After attending aviation events around the country, pilots Brian Columbus and Jason Stewart saw a void. The industry didn’t seem to be attracting millennials.
So the two began brainstorming on what might draw millennials to industry gatherings with an eye toward getting them to become pilots.
“I’d have great music, I’d have great food, I’d have beer,” Columbus said. “We’d have this great party. So guess what, we made that great party.”
The result is an aviation convention-music festival fusion happening Wednesday through Saturday at the Conroe-North Houston Regional Airport and its neighbor, the Lone Star Convention & Expo Center.
The ModAero Aviation Festival will include a career fair and educational speakers, along with bands, high-speed drone racing, new airplane displays, camping and food trucks and more.
According to the Federal Aviation Administration, active pilots dropped about 3 percent to 593,499 at the end of 2014 compared with 609,737 at the end of 2005.

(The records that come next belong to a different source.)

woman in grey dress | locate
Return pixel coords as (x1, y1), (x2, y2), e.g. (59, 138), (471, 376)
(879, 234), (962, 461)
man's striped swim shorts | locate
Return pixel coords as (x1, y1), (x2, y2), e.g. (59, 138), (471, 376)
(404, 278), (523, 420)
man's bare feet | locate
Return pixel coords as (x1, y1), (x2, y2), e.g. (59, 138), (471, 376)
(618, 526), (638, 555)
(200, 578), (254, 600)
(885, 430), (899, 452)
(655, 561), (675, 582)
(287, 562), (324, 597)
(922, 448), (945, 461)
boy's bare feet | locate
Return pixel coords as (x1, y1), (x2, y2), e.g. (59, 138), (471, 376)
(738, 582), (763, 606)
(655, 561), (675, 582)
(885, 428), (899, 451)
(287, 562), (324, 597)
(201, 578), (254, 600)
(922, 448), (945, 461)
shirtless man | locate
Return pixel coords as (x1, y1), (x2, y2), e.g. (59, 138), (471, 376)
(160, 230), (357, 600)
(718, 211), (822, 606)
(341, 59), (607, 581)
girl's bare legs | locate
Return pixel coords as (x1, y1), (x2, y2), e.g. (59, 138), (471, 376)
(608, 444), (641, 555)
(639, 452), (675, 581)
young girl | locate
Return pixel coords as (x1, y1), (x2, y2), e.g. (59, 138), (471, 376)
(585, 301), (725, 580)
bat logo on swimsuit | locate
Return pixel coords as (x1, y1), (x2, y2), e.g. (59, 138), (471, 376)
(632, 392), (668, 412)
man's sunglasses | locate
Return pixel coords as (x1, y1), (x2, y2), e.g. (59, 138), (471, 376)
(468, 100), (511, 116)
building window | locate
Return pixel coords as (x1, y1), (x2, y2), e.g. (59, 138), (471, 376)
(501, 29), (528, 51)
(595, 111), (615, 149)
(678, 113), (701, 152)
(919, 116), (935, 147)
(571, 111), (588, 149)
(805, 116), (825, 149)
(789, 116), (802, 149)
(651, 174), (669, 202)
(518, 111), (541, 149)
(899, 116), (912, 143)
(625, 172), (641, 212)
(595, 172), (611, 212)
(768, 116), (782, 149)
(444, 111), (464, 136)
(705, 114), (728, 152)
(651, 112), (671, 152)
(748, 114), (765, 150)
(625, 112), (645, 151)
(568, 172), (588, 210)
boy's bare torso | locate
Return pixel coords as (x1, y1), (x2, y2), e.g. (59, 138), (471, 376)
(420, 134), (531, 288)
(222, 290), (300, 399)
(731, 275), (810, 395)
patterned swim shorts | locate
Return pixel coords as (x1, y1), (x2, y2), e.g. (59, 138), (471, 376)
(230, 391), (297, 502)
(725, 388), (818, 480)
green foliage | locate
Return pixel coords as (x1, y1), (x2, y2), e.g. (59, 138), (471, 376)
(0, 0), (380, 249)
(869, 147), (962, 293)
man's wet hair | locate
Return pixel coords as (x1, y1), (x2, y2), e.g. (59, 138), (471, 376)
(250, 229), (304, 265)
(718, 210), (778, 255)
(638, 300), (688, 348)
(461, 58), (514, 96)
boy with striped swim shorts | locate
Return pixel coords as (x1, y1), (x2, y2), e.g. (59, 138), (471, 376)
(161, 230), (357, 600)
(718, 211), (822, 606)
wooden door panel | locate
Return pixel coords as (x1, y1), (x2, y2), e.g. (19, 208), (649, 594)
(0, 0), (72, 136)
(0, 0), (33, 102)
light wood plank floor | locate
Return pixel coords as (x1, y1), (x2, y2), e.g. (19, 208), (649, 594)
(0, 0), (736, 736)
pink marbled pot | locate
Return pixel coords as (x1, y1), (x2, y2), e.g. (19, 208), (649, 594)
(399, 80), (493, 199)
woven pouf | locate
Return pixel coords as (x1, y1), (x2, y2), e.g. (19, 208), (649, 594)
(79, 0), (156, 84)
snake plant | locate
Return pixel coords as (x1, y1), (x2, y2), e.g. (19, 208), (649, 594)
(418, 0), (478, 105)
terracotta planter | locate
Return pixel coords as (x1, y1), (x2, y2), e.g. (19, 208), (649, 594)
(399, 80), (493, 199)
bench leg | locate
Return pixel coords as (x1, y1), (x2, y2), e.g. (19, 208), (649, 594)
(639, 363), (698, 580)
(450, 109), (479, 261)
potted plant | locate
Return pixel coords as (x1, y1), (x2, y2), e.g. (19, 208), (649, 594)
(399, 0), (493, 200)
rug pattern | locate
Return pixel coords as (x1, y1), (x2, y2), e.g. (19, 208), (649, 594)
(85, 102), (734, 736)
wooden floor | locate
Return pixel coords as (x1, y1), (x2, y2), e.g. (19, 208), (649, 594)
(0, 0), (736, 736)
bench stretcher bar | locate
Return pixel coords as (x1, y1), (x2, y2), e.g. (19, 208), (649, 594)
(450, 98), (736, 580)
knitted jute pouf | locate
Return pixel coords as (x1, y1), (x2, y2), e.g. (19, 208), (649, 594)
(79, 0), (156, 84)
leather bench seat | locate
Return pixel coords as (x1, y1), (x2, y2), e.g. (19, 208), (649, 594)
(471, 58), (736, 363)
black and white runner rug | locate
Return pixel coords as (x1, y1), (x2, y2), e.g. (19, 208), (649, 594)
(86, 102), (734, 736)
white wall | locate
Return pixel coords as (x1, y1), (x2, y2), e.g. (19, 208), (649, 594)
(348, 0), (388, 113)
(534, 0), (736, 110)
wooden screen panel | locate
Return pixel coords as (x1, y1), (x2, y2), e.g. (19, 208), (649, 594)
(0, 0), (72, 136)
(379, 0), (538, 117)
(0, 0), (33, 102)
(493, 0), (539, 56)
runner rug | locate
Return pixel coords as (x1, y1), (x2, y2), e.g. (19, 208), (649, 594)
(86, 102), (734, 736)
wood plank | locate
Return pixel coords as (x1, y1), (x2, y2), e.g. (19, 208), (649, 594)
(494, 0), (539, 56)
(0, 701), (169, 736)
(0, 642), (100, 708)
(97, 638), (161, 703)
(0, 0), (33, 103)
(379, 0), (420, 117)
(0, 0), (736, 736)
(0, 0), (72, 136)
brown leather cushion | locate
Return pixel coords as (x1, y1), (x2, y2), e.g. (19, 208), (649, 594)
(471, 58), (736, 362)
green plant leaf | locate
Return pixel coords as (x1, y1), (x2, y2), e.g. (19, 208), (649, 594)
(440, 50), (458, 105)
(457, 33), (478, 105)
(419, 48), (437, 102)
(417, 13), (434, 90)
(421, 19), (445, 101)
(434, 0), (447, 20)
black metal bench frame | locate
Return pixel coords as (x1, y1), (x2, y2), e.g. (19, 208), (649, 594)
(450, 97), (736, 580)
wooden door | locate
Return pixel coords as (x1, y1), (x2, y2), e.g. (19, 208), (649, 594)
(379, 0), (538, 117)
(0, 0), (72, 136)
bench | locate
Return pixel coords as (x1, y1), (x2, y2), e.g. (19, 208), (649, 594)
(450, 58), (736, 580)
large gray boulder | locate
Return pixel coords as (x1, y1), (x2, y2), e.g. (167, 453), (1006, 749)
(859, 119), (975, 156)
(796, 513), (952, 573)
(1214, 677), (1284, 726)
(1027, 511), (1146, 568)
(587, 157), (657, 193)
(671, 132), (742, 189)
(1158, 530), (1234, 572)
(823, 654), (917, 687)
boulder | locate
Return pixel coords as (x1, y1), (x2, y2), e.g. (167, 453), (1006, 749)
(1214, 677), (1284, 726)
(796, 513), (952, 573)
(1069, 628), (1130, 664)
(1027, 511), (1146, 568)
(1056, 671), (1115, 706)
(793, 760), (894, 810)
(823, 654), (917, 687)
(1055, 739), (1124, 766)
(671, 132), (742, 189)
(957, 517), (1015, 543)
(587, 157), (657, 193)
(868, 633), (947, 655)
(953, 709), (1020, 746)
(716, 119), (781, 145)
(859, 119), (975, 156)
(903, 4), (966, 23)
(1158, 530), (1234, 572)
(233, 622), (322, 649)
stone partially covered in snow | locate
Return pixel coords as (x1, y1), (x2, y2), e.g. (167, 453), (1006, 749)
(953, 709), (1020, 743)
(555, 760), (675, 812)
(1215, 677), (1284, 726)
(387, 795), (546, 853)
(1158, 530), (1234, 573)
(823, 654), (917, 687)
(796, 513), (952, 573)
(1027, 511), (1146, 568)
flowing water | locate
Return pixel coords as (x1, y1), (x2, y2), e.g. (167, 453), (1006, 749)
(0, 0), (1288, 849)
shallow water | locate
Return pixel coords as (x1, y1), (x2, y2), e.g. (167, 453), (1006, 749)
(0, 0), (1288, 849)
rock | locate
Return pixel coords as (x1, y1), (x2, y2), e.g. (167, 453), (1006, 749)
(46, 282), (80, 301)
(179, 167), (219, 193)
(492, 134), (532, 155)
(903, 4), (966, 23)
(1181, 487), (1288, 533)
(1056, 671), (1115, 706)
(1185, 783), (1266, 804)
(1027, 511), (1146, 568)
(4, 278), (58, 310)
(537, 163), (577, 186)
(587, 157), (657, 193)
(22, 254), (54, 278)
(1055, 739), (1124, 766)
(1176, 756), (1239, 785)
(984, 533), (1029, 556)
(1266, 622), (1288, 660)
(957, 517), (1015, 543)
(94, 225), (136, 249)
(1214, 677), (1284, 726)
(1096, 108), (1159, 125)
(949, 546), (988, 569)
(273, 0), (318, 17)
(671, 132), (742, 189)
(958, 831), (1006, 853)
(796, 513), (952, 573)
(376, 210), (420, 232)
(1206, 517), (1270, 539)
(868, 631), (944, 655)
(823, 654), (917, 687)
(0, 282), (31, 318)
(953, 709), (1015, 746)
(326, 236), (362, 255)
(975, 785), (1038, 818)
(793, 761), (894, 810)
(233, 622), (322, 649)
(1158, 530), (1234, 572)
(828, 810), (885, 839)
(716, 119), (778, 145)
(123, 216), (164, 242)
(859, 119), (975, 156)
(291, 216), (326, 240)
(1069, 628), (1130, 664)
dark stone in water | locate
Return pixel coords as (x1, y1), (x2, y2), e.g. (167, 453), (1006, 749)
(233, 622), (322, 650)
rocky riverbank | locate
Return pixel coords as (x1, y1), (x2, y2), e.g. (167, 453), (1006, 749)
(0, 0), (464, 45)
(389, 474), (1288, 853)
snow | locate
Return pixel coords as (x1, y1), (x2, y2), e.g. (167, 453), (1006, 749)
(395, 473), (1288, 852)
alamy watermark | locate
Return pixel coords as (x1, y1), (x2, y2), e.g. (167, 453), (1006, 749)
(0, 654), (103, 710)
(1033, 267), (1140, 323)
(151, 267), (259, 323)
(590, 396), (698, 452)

A professional pilot shortage is the result of many factors, including a wave of pilots hitting retirement age, increased demand in markets outside the U.S. and poor wages for those entering the industry, said Jiri Marousek, senior vice president of marketing for the Aircraft Owners and Pilots Association.
And those interested in flying as a hobby might fear it’s too expensive. But Columbus, 41, and Stewart, 36, stressed flying clubs and shared ownership programs help curb costs.
“It’s not just a general aviation problem. It’s not just a commercial aviation problem,” Columbus said. “It is an industrywide problem.”
The pair has worked on the festival for about six months without pay, organizing it while maintaining their other jobs. Columbus publishes an aviation newspaper called Atlantic Flyer, and Stewart is co-founder of social media company ShareAviation. Both are enthusiastic pilots.
The event starts Wednesday with a career fair, during which students can speak with regional airlines, schools with aviation programs, the U.S. Air Force Academy and others. There is also a mentoring breakfast.
Some 50 speakers will appear from Wednesday through Saturday, including Kevin Lacey from the TV show “Airplane Repo” and aerobatic pilot Sean D. Tucker. Among the topics: buying an aircraft; starting a flying club; and insuring drones.
For FPV – first person view – drone races, cameras will be attached to drones, and operators will wear visual headsets to “see” as if they were flying from the cockpit. The craft will zip around an obstacle course in the convention center at roughly 70 mph.
“It’s an incredible blend of technology and aviation skills,” Stewart said.
The inaugural event is largely being supported by sponsors, such as the Aircraft Owners and Pilots Association, as well as exhibitors, ticket sales and volunteers, including speakers who aren’t being paid. “It will all go together pretty well,” said Garrett Yount, a 22-year-old who lives in New Waverly and plans to attend. “Looking at planes, listening to music.”
Yount didn’t need to be persuaded by the concerts. His father was a pilot at Southwest Airlines, and his mother and sister are flight attendants for that airline. Yount has his private pilot’s certificate and is working toward his commercial certificate. He wants to become an airline pilot.
“I’m more interested in the actual aviation part,” he said.
Marousek, with the Aircraft Owners and Pilots Association, sees ModAero as a chance to reach those who aren’t already involved in aviation. This “disruptive event,” can show off the aviation lifestyle and its tight-knit community, he said. In addition to reaching younger generations, he said it’s important to broaden the industry’s appeal for women and minorities. According to the FAA, just 7 percent of active pilots were women at the end of 2014.
“This is not an old white guy kind of thing,” Marousek said. “Anyone can go and fly.”
Columbus and Stewart agree. Many of the event’s speakers are women or minorities. Female pilot organizations Women in Aviation and the Ninety-Nines will have booths. Likewise, Universal Elite Aerospace, which promotes a more diverse aviation industry by introducing the career to minority youth and girls who wouldn’t otherwise be exposed to it, will also be there.
Conroe-North Houston Regional Airport Director Scott Smith stressed that the field has jobs other than pilots, such as mechanics and air traffic controllers.
“We’ve known in our industry for a number of years that we have to put some effort into communicating with the younger generation.”